Friday, April 30, 2010

Sage Of The Seers



Exploring the Mind-Bending World of Salvia Divinorum

"Within around thirty seconds of smoking the dark herbal extract the effects rapidly began, and I felt my entire sense of identity suddenly shift. I was instantly transformed from a human being into a tiny disembodied speck of consciousness -- completely bewildered as to what I was and amnesic of my former identity. I was suspended in a hyperspatial dimension, a crystalline network of pulsing energies, that was filled with countless other miniature beings like me. I found myself inside of a kind of space within space, that appeared to transcend the whole three-dimensional universe. Suddenly, my identity shifted again, as a portion of the space and beings around me folded and twisted into me, becoming a part of me. More and more layers of the space around me continued folding in and becoming a part of my expanding sense of identity -- until, finally, I was my familiar human self again. This strange and somewhat unsettling experience was the result of my smoking an extract made from the hallucinogenic leaves of the Salvia divinorum plant.
Although the Latin name for the Mexican sage Salvia divinorum literally translates as "sage of the seers," this powerful hallucinogenic plant goes by a number of other names, such as Shka Pastora ("Leaves of the Shepherdess"), Diviner's Sage, ska MarĂ­a Pastora, yerba de Maria, Magic Mint, Sally-D, and salvia. Until fairly recently, this innocent-looking member of the mint family -- whose hallucinogenic powers can dwarf those of magic mushrooms and LSD -- was virtually unknown outside of a small region of Central Mexico, where it has been used as a shamanic healing tool by the Mazatec Indians in Oaxaca for at least hundreds of years. The Mazatec shamans use salvia to facilitate divinatory or visionary states of consciousness during their spiritual healing sessions when psilocybin mushrooms aren't in season. According to ethnobotanist Daniel Siebert, "The Mazatec shamans primarily take it ceremonially as a tool for gaining access to the supernatural world or what they believe to be the realm of divine beings and supernatural entities."

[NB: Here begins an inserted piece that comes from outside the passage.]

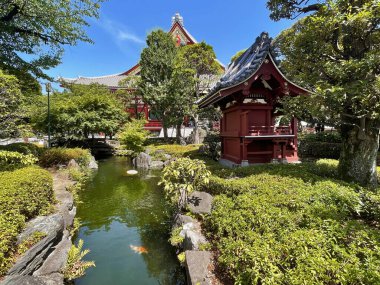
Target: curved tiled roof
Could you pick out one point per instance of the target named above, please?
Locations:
(245, 65)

The Salvia divinorum plant is a sprawling perennial herb found in moist, isolated, and shaded regions of Oaxaca, where it grows to well over a meter in height. Salvia has hollow square stems, large green leaves, and occasional white and purple flowers -- but only rarely produces viable seed. There's nothing particularly striking about the way that this plant looks, and it easily blends in with ordinary house plants. Like corn and bananas, salvia is thought to be a cultigen. This means that it is not known to grow in the wild. It may have been bred in cultivation, or it may have grown wild in Central Mexico at one time. Salvia leaves contain the extremely potent dissociative psychedelic compound salvinorin A.

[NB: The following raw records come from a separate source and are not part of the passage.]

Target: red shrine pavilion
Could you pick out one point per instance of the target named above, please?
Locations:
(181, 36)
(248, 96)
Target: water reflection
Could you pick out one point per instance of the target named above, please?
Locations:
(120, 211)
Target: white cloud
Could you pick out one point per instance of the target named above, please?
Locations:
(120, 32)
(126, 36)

Salvia has had a relatively hidden existence for most of its history -- known only to the Mazatec Indians, and a small handful of anthropologists, who were dubious about its psychoactive properties. However, since the mid-1990s it has been widely available in the U.S., Europe, and other parts of the globe, largely as a smokable herb. Salvia's popularity is primarily due to the discussion of its psychoactive properties on the internet, and improved methods of ingestion that have been developed, as well as vendors promoting its sale as a legal hallucinogen online, where many businesses sell live Salvia divinorum plants, dried leaves, extracts, and other preparations."